CWA Research Economist Patrick Hunt, 57, retired May 13 after 24 years with CWA. Hunt, a Vietnam veteran, earned a bachelor's degree from Catholic University and a master's in labor and industrial relations from Michigan State. He plunged into union work in 1975, organizing research employees at the Library of Congress and serving two terms as the union's president. In 1977, he organized Arnold Miller's reelection campaign as president of the United Mineworkers. He was a senior staff economist for the Mineworkers for two years before joining the CWA Research Department at the union's Washington, D.C., headquarters. His work supported organizing and bargaining throughout the country, most recently in cable TV. From 1983 to 1987 he served as treasurer of the Washington-Baltimore Newspaper Guild, which then represented CWA professional staff. Later he served as first president of the independent staff union known simply as The Guild. "CWA has never been a job for me—it has been a vocation—a calling to work on things that were more important than myself," Hunt says.

NABET-CWA staff representative Mike Tiglio retired Feb. 5 after a career spanning three decades. Tiglio, 62, got his start as a studio cameraman at WNEM-TV in Saginaw, Mich., after serving in the U.S. Air Force. A union member since 1966, he rose to president of NABET Local 48 in Saginaw-Bay City, Mich. He became an international representative in 1977, negotiating collective bargaining agreements, handling grievance hearings, arbitrations and mediations and helping lead mobilizations, strikes and organizing drives. He also served as an elected delegate to NABET's constitutional conventions and was a charter member of the Broadcast Employees' Staff Team (BEST), the NABET staff union. In 1991, he was appointed director of organizing, in addition to his duties as a staff rep. After years of living by airline schedules, he says, "I just want to spend retirement without having to look at the clock and meeting-plan calendar."

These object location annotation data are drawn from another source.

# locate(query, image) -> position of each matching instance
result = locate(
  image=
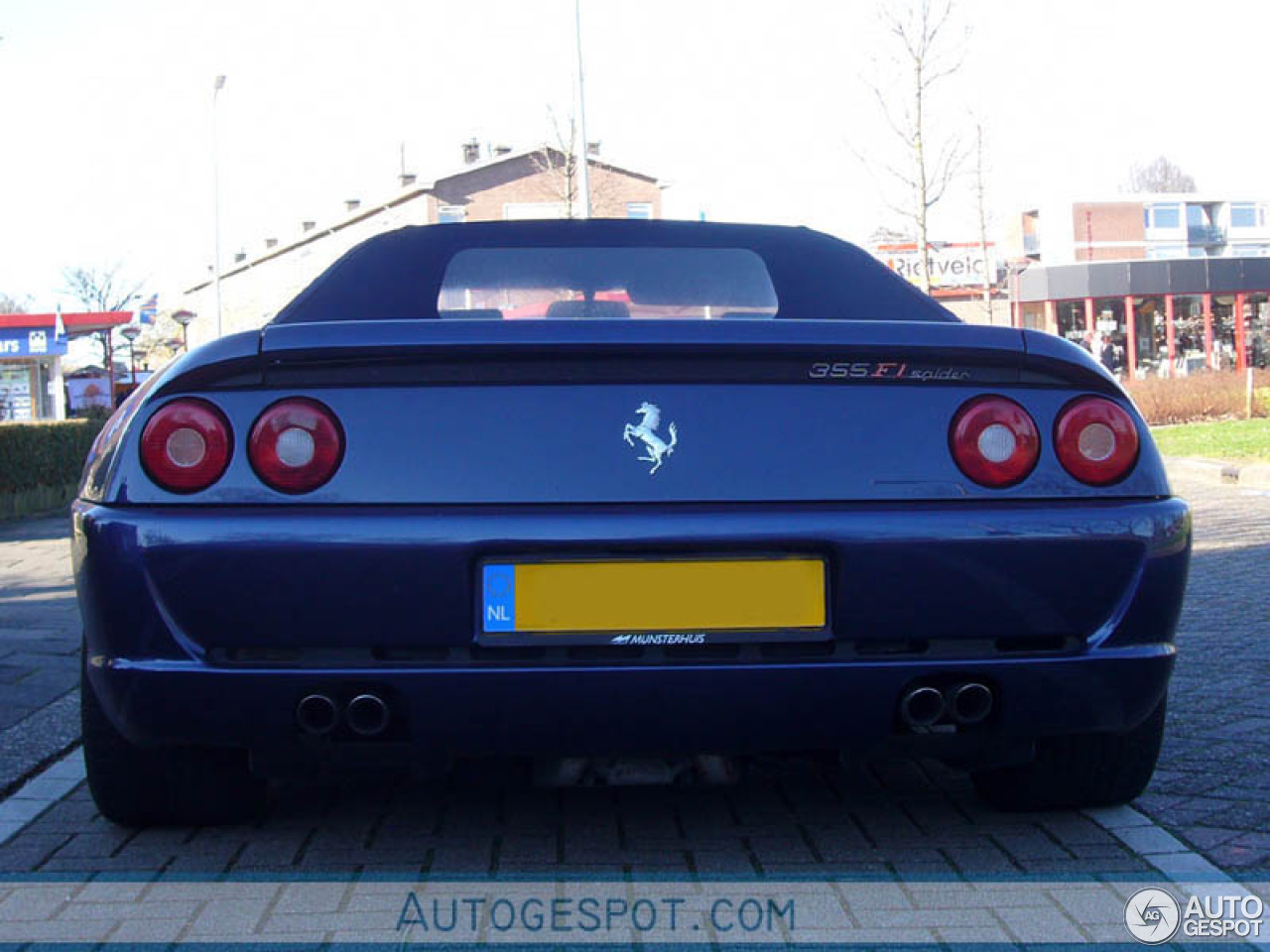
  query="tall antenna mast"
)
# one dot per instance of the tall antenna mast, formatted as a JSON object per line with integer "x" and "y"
{"x": 581, "y": 116}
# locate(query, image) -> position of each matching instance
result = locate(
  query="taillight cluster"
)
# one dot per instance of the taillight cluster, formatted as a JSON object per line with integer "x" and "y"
{"x": 295, "y": 445}
{"x": 996, "y": 442}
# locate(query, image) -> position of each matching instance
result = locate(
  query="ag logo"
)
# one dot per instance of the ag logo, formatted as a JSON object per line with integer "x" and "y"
{"x": 1152, "y": 915}
{"x": 645, "y": 430}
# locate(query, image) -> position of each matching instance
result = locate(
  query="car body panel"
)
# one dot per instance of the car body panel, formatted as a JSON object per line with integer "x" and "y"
{"x": 209, "y": 615}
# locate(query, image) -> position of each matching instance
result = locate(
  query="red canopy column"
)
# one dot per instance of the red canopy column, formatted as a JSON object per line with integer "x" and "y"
{"x": 1130, "y": 336}
{"x": 1169, "y": 331}
{"x": 1207, "y": 331}
{"x": 1241, "y": 358}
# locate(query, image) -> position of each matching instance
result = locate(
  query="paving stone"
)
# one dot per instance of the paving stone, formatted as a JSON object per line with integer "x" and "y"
{"x": 894, "y": 821}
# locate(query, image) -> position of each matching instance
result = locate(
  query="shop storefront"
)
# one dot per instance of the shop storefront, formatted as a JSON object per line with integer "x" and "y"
{"x": 30, "y": 373}
{"x": 1155, "y": 317}
{"x": 31, "y": 361}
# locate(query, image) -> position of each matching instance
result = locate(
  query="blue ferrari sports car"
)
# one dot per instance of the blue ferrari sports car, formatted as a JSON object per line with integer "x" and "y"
{"x": 622, "y": 489}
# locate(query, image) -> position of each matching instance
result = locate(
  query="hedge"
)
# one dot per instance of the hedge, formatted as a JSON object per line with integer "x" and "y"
{"x": 44, "y": 456}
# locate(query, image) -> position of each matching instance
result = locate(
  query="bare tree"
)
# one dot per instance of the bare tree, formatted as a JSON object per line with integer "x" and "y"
{"x": 1160, "y": 176}
{"x": 922, "y": 49}
{"x": 559, "y": 162}
{"x": 980, "y": 199}
{"x": 102, "y": 290}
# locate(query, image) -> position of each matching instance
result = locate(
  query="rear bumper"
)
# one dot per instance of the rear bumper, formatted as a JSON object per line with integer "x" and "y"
{"x": 635, "y": 710}
{"x": 169, "y": 593}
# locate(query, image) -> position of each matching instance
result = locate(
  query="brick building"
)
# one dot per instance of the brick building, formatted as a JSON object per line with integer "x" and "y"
{"x": 503, "y": 185}
{"x": 1157, "y": 284}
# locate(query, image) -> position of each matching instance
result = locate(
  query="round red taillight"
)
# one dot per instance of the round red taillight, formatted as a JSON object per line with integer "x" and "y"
{"x": 994, "y": 440}
{"x": 1096, "y": 440}
{"x": 186, "y": 445}
{"x": 296, "y": 444}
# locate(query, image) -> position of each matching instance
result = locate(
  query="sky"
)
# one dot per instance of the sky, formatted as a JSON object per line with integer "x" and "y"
{"x": 744, "y": 111}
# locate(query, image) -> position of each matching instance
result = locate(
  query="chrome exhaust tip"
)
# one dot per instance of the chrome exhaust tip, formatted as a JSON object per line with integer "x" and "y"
{"x": 367, "y": 715}
{"x": 317, "y": 715}
{"x": 921, "y": 707}
{"x": 971, "y": 702}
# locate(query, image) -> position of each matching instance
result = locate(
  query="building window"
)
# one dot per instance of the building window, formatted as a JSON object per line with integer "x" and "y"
{"x": 1162, "y": 216}
{"x": 1247, "y": 214}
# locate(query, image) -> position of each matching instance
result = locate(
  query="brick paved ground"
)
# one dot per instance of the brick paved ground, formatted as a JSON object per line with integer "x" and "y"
{"x": 795, "y": 819}
{"x": 1213, "y": 783}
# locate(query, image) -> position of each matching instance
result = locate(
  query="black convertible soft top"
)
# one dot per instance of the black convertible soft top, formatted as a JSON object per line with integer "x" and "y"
{"x": 399, "y": 275}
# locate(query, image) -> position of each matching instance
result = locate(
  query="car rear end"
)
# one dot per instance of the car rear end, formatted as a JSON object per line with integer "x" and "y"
{"x": 407, "y": 539}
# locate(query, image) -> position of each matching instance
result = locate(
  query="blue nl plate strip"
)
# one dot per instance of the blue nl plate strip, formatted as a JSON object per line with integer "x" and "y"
{"x": 498, "y": 583}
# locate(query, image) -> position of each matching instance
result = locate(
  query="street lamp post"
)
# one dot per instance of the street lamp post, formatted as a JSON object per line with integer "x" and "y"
{"x": 216, "y": 204}
{"x": 584, "y": 169}
{"x": 183, "y": 318}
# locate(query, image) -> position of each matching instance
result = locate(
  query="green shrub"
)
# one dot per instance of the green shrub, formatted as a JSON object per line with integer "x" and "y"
{"x": 1216, "y": 395}
{"x": 35, "y": 454}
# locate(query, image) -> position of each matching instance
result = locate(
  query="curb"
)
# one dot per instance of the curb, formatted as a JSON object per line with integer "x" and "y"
{"x": 1248, "y": 476}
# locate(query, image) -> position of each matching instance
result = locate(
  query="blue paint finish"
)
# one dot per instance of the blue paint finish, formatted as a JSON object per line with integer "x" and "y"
{"x": 474, "y": 444}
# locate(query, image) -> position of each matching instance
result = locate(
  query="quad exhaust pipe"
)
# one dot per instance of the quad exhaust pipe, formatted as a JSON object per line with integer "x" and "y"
{"x": 317, "y": 715}
{"x": 965, "y": 703}
{"x": 366, "y": 715}
{"x": 970, "y": 702}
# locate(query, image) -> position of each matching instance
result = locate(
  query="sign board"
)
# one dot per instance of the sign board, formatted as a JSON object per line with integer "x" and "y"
{"x": 30, "y": 341}
{"x": 951, "y": 266}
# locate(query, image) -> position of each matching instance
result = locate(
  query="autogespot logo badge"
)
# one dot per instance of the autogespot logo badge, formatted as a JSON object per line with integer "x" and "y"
{"x": 1152, "y": 915}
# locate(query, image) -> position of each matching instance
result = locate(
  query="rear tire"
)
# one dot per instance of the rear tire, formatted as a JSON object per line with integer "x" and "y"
{"x": 1079, "y": 771}
{"x": 137, "y": 785}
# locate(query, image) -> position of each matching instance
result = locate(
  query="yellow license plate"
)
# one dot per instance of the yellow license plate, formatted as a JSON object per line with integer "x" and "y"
{"x": 667, "y": 595}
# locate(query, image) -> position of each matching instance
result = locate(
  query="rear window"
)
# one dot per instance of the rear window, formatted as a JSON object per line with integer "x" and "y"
{"x": 606, "y": 284}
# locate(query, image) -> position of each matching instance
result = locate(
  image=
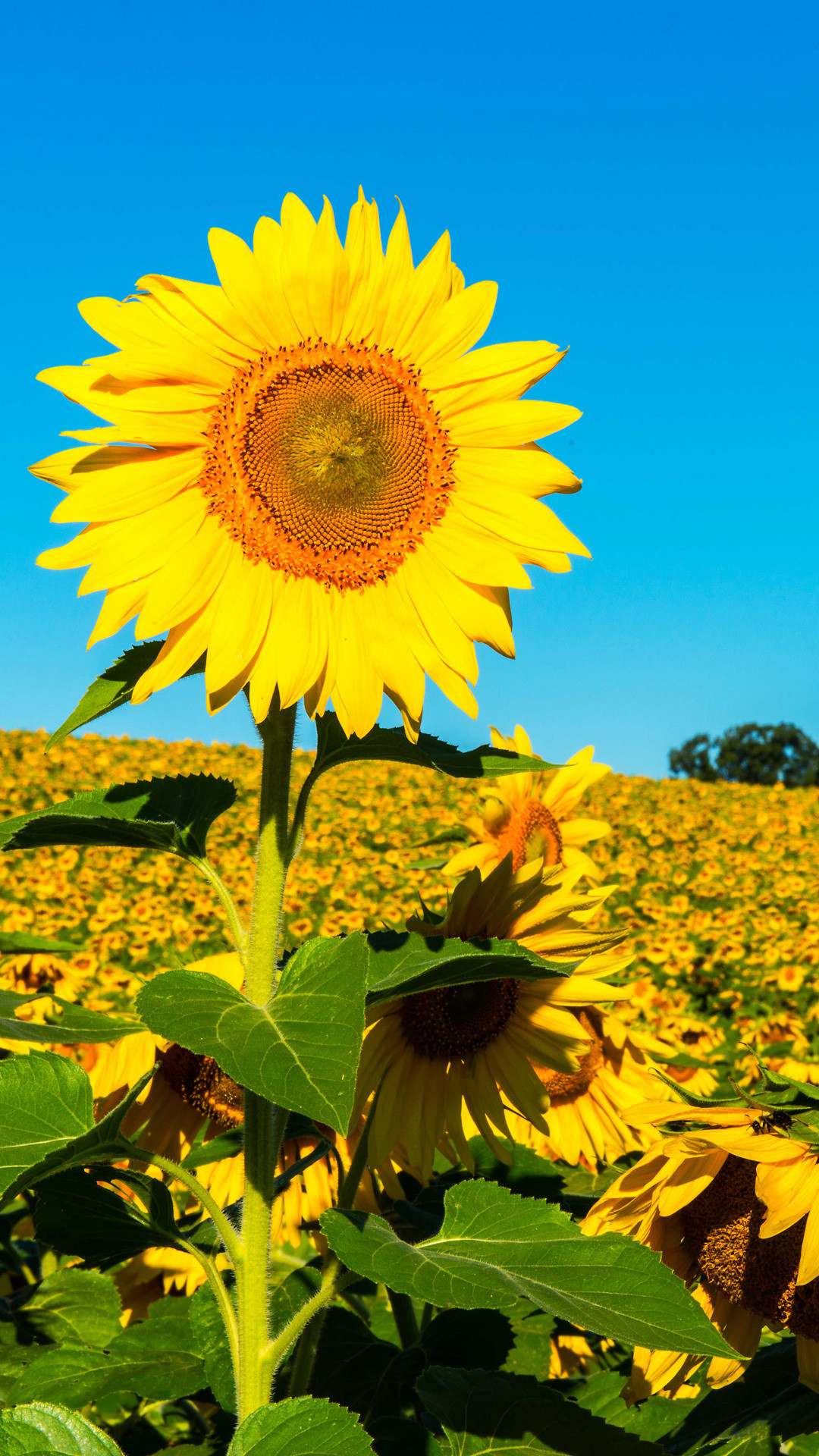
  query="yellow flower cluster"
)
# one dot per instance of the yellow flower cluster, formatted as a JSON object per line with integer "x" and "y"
{"x": 716, "y": 883}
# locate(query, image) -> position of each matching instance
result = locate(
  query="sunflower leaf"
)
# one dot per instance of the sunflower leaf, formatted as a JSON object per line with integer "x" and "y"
{"x": 72, "y": 1024}
{"x": 392, "y": 745}
{"x": 46, "y": 1103}
{"x": 171, "y": 814}
{"x": 41, "y": 1429}
{"x": 74, "y": 1215}
{"x": 155, "y": 1359}
{"x": 484, "y": 1411}
{"x": 114, "y": 688}
{"x": 300, "y": 1052}
{"x": 496, "y": 1247}
{"x": 19, "y": 943}
{"x": 300, "y": 1427}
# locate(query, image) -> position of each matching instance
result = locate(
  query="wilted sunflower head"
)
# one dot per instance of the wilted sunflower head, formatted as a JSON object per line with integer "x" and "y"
{"x": 324, "y": 485}
{"x": 732, "y": 1203}
{"x": 483, "y": 1047}
{"x": 528, "y": 816}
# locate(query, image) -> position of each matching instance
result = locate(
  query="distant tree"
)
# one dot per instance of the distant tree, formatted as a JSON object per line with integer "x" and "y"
{"x": 751, "y": 753}
{"x": 694, "y": 759}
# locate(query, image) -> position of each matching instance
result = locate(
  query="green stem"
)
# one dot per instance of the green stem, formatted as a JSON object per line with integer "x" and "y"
{"x": 184, "y": 1175}
{"x": 406, "y": 1321}
{"x": 305, "y": 1357}
{"x": 264, "y": 1123}
{"x": 228, "y": 903}
{"x": 333, "y": 1285}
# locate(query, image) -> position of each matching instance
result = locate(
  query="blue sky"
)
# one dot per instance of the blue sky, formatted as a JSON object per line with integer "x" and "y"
{"x": 639, "y": 181}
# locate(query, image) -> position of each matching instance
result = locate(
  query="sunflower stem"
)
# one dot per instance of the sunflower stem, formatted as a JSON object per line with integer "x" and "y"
{"x": 264, "y": 1122}
{"x": 406, "y": 1320}
{"x": 228, "y": 903}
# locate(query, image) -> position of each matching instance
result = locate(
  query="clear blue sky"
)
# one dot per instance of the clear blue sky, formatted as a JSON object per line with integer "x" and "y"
{"x": 640, "y": 181}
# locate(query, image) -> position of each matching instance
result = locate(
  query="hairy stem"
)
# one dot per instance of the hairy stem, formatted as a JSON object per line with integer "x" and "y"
{"x": 264, "y": 1123}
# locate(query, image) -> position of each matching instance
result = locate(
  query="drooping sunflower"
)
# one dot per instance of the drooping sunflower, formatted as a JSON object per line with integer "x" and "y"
{"x": 529, "y": 816}
{"x": 191, "y": 1100}
{"x": 733, "y": 1204}
{"x": 466, "y": 1049}
{"x": 311, "y": 475}
{"x": 589, "y": 1116}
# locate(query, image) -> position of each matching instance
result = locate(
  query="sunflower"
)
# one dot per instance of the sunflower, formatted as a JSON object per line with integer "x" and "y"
{"x": 191, "y": 1100}
{"x": 733, "y": 1204}
{"x": 589, "y": 1117}
{"x": 471, "y": 1046}
{"x": 528, "y": 816}
{"x": 311, "y": 475}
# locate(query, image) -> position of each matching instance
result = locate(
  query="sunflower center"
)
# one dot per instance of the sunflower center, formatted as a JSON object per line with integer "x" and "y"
{"x": 460, "y": 1019}
{"x": 567, "y": 1087}
{"x": 203, "y": 1085}
{"x": 722, "y": 1232}
{"x": 531, "y": 833}
{"x": 328, "y": 462}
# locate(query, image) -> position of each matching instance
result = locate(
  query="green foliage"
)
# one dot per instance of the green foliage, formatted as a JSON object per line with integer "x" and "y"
{"x": 496, "y": 1248}
{"x": 52, "y": 1430}
{"x": 300, "y": 1427}
{"x": 114, "y": 688}
{"x": 210, "y": 1340}
{"x": 41, "y": 1106}
{"x": 171, "y": 814}
{"x": 71, "y": 1307}
{"x": 20, "y": 943}
{"x": 155, "y": 1359}
{"x": 751, "y": 753}
{"x": 46, "y": 1103}
{"x": 484, "y": 1411}
{"x": 392, "y": 745}
{"x": 300, "y": 1052}
{"x": 74, "y": 1215}
{"x": 69, "y": 1025}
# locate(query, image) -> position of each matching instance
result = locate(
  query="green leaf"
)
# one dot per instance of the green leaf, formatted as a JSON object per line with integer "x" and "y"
{"x": 300, "y": 1052}
{"x": 653, "y": 1420}
{"x": 496, "y": 1248}
{"x": 300, "y": 1427}
{"x": 52, "y": 1430}
{"x": 474, "y": 1340}
{"x": 392, "y": 745}
{"x": 114, "y": 688}
{"x": 72, "y": 1307}
{"x": 19, "y": 943}
{"x": 507, "y": 1411}
{"x": 76, "y": 1216}
{"x": 46, "y": 1101}
{"x": 212, "y": 1341}
{"x": 357, "y": 1369}
{"x": 754, "y": 1442}
{"x": 532, "y": 1350}
{"x": 394, "y": 1436}
{"x": 71, "y": 1025}
{"x": 401, "y": 963}
{"x": 171, "y": 814}
{"x": 102, "y": 1142}
{"x": 153, "y": 1359}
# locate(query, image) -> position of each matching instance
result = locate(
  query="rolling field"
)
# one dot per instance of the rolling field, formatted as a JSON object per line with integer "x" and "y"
{"x": 716, "y": 883}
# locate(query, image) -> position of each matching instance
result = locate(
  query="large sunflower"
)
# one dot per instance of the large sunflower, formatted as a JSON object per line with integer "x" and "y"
{"x": 469, "y": 1047}
{"x": 321, "y": 487}
{"x": 529, "y": 816}
{"x": 589, "y": 1117}
{"x": 733, "y": 1204}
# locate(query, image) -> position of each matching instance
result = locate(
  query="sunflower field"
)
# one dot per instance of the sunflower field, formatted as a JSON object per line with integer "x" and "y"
{"x": 390, "y": 1098}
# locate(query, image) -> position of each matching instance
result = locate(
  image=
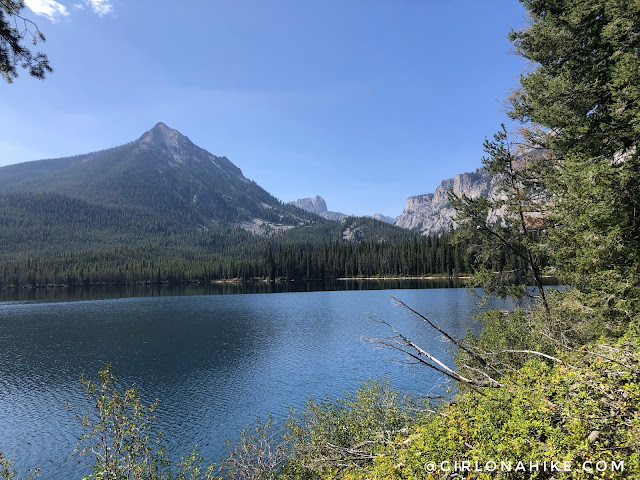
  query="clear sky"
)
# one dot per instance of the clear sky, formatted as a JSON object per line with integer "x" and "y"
{"x": 364, "y": 102}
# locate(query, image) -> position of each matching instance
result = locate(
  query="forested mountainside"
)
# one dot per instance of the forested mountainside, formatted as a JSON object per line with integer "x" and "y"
{"x": 161, "y": 209}
{"x": 163, "y": 175}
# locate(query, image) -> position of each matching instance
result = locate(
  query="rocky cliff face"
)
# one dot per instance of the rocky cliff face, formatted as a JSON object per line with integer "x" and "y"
{"x": 318, "y": 206}
{"x": 432, "y": 213}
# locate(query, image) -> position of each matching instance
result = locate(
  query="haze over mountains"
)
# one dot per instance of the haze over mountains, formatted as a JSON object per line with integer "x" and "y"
{"x": 161, "y": 186}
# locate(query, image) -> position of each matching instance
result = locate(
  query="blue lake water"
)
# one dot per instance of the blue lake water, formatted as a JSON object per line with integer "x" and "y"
{"x": 216, "y": 362}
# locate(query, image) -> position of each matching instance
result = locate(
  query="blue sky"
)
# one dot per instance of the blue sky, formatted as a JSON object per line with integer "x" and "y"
{"x": 364, "y": 102}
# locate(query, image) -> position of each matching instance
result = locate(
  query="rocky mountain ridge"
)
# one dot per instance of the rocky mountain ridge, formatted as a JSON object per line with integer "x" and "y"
{"x": 432, "y": 213}
{"x": 318, "y": 206}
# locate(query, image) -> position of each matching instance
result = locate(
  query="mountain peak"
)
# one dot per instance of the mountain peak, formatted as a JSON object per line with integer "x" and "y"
{"x": 167, "y": 138}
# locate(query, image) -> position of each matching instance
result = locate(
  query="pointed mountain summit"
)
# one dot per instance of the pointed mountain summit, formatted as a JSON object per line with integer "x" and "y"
{"x": 161, "y": 174}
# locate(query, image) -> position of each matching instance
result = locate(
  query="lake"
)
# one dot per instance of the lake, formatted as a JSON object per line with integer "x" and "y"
{"x": 215, "y": 361}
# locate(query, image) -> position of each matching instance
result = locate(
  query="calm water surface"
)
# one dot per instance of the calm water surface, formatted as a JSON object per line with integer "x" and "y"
{"x": 216, "y": 362}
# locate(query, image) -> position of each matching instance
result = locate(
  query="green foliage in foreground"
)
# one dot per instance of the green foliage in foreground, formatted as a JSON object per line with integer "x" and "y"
{"x": 119, "y": 433}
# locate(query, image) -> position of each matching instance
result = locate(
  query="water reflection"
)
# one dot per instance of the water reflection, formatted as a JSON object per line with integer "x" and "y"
{"x": 163, "y": 290}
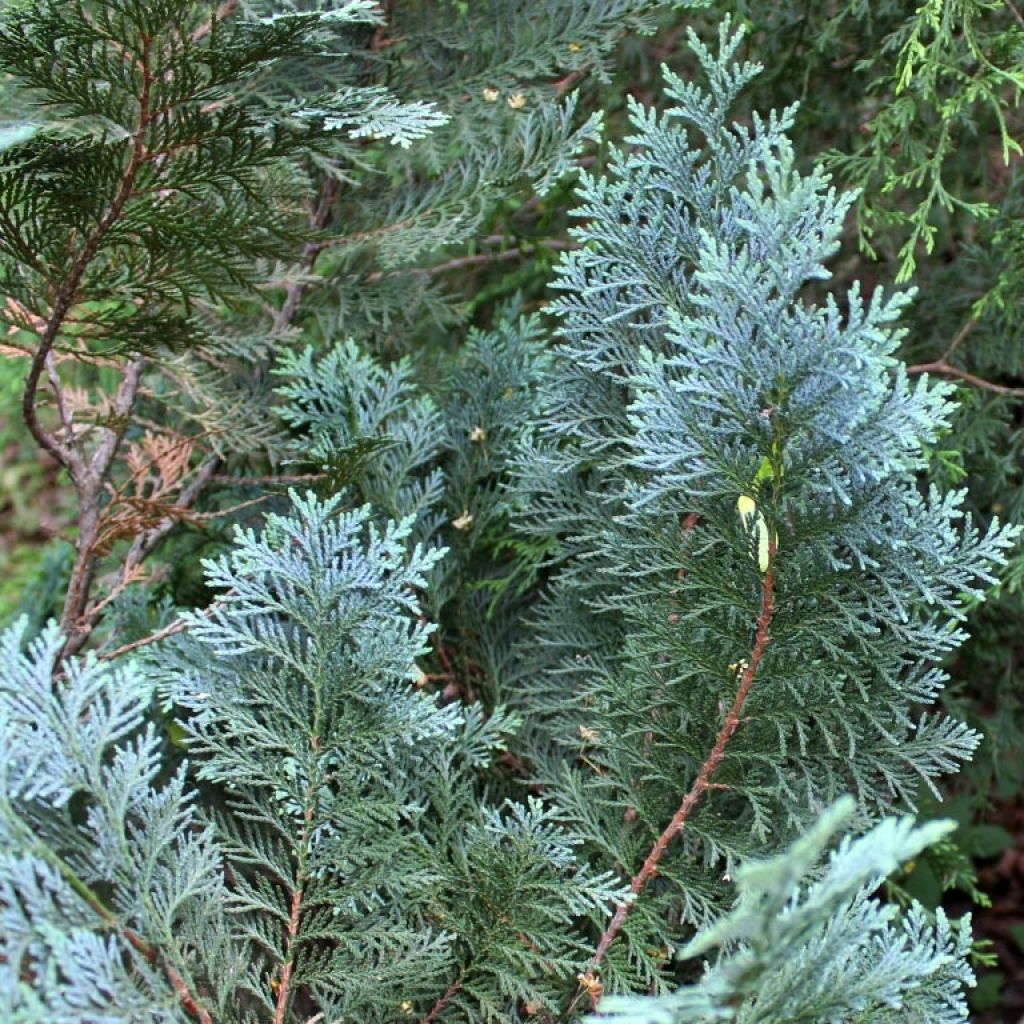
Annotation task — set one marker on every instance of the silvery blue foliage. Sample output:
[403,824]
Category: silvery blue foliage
[807,943]
[723,450]
[110,887]
[368,869]
[326,849]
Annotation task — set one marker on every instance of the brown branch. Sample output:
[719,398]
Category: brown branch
[178,626]
[67,294]
[589,981]
[295,914]
[943,369]
[317,218]
[147,950]
[438,1007]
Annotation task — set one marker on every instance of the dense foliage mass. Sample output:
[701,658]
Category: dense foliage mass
[508,546]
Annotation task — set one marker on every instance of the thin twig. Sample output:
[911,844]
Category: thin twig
[439,1006]
[589,981]
[943,369]
[224,10]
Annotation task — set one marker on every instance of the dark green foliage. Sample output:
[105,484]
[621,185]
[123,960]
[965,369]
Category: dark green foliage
[467,664]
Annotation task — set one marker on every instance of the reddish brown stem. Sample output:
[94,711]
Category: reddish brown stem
[944,369]
[704,781]
[437,1009]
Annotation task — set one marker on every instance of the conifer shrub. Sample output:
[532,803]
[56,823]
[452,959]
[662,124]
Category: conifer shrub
[551,685]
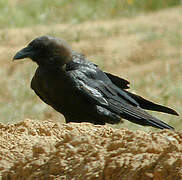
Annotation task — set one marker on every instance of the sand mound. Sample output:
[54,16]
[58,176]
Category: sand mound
[46,150]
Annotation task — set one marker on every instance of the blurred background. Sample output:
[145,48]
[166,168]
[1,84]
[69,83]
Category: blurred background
[138,40]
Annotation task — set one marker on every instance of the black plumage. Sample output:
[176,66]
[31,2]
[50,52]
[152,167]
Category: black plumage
[79,90]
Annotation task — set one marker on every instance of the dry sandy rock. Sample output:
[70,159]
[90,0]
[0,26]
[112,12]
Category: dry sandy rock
[47,150]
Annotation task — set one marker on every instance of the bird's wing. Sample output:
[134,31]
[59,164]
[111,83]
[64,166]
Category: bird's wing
[96,87]
[120,82]
[143,103]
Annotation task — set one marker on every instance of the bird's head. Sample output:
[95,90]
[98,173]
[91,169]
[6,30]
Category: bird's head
[46,50]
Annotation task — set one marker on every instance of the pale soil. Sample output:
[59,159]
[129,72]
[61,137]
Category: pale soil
[45,150]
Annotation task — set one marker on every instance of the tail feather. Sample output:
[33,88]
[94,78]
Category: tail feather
[137,115]
[148,105]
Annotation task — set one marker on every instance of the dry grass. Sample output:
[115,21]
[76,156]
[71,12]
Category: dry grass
[146,50]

Linda Cearley, a staff representative for The Newspaper Guild-CWA since 1995, retired in April. Cearley earned a reputation as a tough-as-nails bargainer who became an expert on one of the newspaper industry's most anti-union lawyers, Michael Zinser. She spent years across the table from him negotiating for members at The Register-Guard in Eugene, Ore., and, more recently, at The Commercial Appeal in Memphis. TNG-CWA President Linda Foley said Cearley learned to play hardball during her years at the Modesto, Calif., Bee, where she helped organize a Guild unit in 1975. As a copy clerk who frequently worked as a sportswriter, she was the subject of numerous grievances that ultimately upgraded her to a reporter's pay scale. "That's how she first came to our attention," Foley said, adding that Cearley is also known for being upbeat even when things look bad. "When people are in situations where they're fearful, and jerks like Michael Zinser are making their lives difficult, you need someone who brings optimism to the situation. And Linda has always done that."